How AI Will Kill Unstructured Content

UntitledThere are a plethora of marketing videos and analyst’s posts about new AI product’s popping up everyday. While products could be evaluated ad nauseam, what I would like to focus on is what I think is the most interesting implication that this wave of affordable Enterprise AI suggests. The death of unstructured content.

First some context. I was privileged to see Forrester’s Mike Gualtieri present a fantastic introduction to AI. I highly recommend his blog. He began the session by establishing that there are two very distinct classes of Artificial Intelligence. Pragmatic and Pure.

Pragmatic AI represents that set of capabilities where algorithms can process data and predict outcomes based on models as well as or in most cases faster and with a higher degree of accuracy than humans. The practical application of machine learning, one of the components of pragmatic AI, is improving predictive computing. This is giving us such life changing advancements as self-driving cars, natural language processing and robotic process automation. The more data that is ingested, the more the system is able to improve its accuracy in predicting outcomes. It learns and improves without additional programming.

Pure AI is still something in the future. Pure AI does not simply process data. It perceives, processes and formulates new concepts or solutions based on conditions it was not expressly programmed to encounter and is essentially indistinguishable from human interaction. This is plainly the stuff of science fiction at this point. Fun to talk about but not something that is likely to impact your bottom line in the short term.

Pragmatic AI or cognitive computing as it now more commonly referred to is finding its way into the enterprise though offerings like IBMs Watson and Microsoft’s Cognitive Services. As traditional practitioners of ECM though it is important to understand the implications of affordable AI in the enterprise.

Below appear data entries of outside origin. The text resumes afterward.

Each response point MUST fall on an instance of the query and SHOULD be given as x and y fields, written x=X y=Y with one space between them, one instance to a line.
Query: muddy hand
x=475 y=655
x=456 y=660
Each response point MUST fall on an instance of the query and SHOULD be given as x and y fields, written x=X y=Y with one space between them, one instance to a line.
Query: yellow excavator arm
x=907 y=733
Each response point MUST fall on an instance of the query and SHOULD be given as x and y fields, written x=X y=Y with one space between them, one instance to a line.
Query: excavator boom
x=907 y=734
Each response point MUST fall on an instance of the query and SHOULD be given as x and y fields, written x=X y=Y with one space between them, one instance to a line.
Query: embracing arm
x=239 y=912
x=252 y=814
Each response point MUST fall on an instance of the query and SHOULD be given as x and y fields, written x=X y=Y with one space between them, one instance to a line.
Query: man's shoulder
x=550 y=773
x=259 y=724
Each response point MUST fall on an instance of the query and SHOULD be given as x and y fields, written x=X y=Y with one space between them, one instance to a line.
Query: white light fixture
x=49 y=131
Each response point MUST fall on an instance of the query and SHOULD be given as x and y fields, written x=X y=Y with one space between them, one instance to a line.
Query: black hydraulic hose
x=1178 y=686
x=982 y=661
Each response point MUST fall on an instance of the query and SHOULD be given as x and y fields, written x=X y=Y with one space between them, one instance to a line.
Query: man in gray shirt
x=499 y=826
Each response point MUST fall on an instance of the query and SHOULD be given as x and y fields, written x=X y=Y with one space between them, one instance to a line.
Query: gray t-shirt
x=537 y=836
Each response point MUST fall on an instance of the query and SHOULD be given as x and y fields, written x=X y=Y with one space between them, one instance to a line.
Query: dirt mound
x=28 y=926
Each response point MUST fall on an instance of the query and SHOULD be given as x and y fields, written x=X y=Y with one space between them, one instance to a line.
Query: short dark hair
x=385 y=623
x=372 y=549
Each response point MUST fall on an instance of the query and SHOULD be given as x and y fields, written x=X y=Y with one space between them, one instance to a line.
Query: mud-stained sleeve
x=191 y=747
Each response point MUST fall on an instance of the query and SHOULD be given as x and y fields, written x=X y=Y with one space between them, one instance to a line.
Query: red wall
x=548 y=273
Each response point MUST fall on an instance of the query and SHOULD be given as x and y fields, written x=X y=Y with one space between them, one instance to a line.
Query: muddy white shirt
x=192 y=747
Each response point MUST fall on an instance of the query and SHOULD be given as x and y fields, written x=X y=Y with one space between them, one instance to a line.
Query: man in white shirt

Not tomorrow, and not next week but someday in the relatively near future, AI will make unnecessary a term many have built their entire career on. AI will one day kill Unstructured Content. As far as I am concerned good riddance.

To be fair, what dies is not the content itself but rather the distinction. I have long complained about the term Unstructured data. I have never liked it because while it had a practical purpose in guiding how to build a system twenty years ago, it always seemed like you were giving up. The “content”(data), whether it be a letter or a contract or a policy did not neatly fit into a row and a column therefore you give up and treat it as blob with metadata. A file. It is still data. What does it matter if the data is a table or a document and why should there be less discipline in managing it or capability expected from it. Unstructured data always had lower expectations because it is “just files.” At least that is what we thought until we figured out really important stuff was buried in them.

Surrendering to the “idea” of unstructured data had implications of its own. While you can get business value from tracking state and transition of the entity, eventually whole industries developed around trying to understand the data inside the files themselves. SGML and later XML reinserted structure into file formats but that proved too hard and bulky. OCR too was the magic bullet that always missed its target in the eyes of the customer. ECM exists as a practice largely because dividing data into these categories was necessary to manage the sheer scale of content created by any organization of reasonable size. It was necessary because of a machine’s limited ability to understand information that had not been pre-interpreted into fixed contexts (tables, records and fields – oh my).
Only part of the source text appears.